A deep resonating sound from the earth heralds all the fury of a beast uncaged. From the ceiling falls great cylinders of material, shiny and glittering. The two travellers huddle in a rock formation with a flickering flame an ancient artefact that Maxie has probably procured from some distant land. The device contains a corkscrew that issues a small amount of controlled hydrogen periodically that uses a body heat mechanism to set it alight, although it could also be fuelled by bloodmagic in a pinch.

Words wrote themselves into the walls of the ancient, deepest chamber.

Maxie frowned. ‘It’s probably spelling some ancient death threat. After all, the Ethics Committee has never demanded anything except human lives and countless sacrifices.’

‘Who was your translator?’

The mage gives it a thought for a while. ‘Colress. He was a linguistic specialist. We highly valued his archaeological experience and his contextual definitions.’

‘Do you know any death threat that begins with P?’

‘Countless.’ The blood mage said.

‘What about P E?’

‘Well that rougly halves the sample size.’

‘Actually,’ Archie said, ‘Any that begin with P E W?’

This time, it finally catches Maxie’s attention as he beholds his multidimensional overlord. First, a bright blue and violet entanglement frees itself like a demon’s fire and then another limb, floating on a stalk and for the audience of the cowering Maxie and Archie expecting an karmatic and undefeatable demon coming to punish them from fire and brimstone a small head pops out.

‘Pew pew!’ Nebby said and does a little dance of victory, finally freed from the first and deepest confines of the bag, where it would eventually escape by whatever force necessary.


 

‘Well, it could be worse.’ Archie said. He’d leaned on the doorframe with his muscly forearms crossed and had developed a habit of doing that often. ‘The Ethics Committee could have actually existed.’

‘True,’ Maxie acknowledges with a reluctant drawl. The rest of his red hair peeped upward from the back of his robes. ‘Instead, I have to babysit a child for the rest of eternity.’ He was trying, unsuccessfully, to encourage Nebby to remain within his warded workroom but the instant he got close, Nebby vanished through a hole through which the fabric of space time could be viewed and reappeared outside a second hole conveniently positioned outside the workroom.

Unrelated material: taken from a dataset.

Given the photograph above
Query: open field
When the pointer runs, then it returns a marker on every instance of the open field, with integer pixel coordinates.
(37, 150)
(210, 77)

‘Well it isn’t too bad. I could help you out.’

‘I meant that I have to babysit you,’ Maxie said annoyed and then straightened. ‘First things first, have you ever heard of a wonderful thing called stem cells?’

The idea that he could finally indulge in an indefinitely long expository romp explaining the difference between pseudoscience and haemodynamic potentials excited him but nobody else in that room.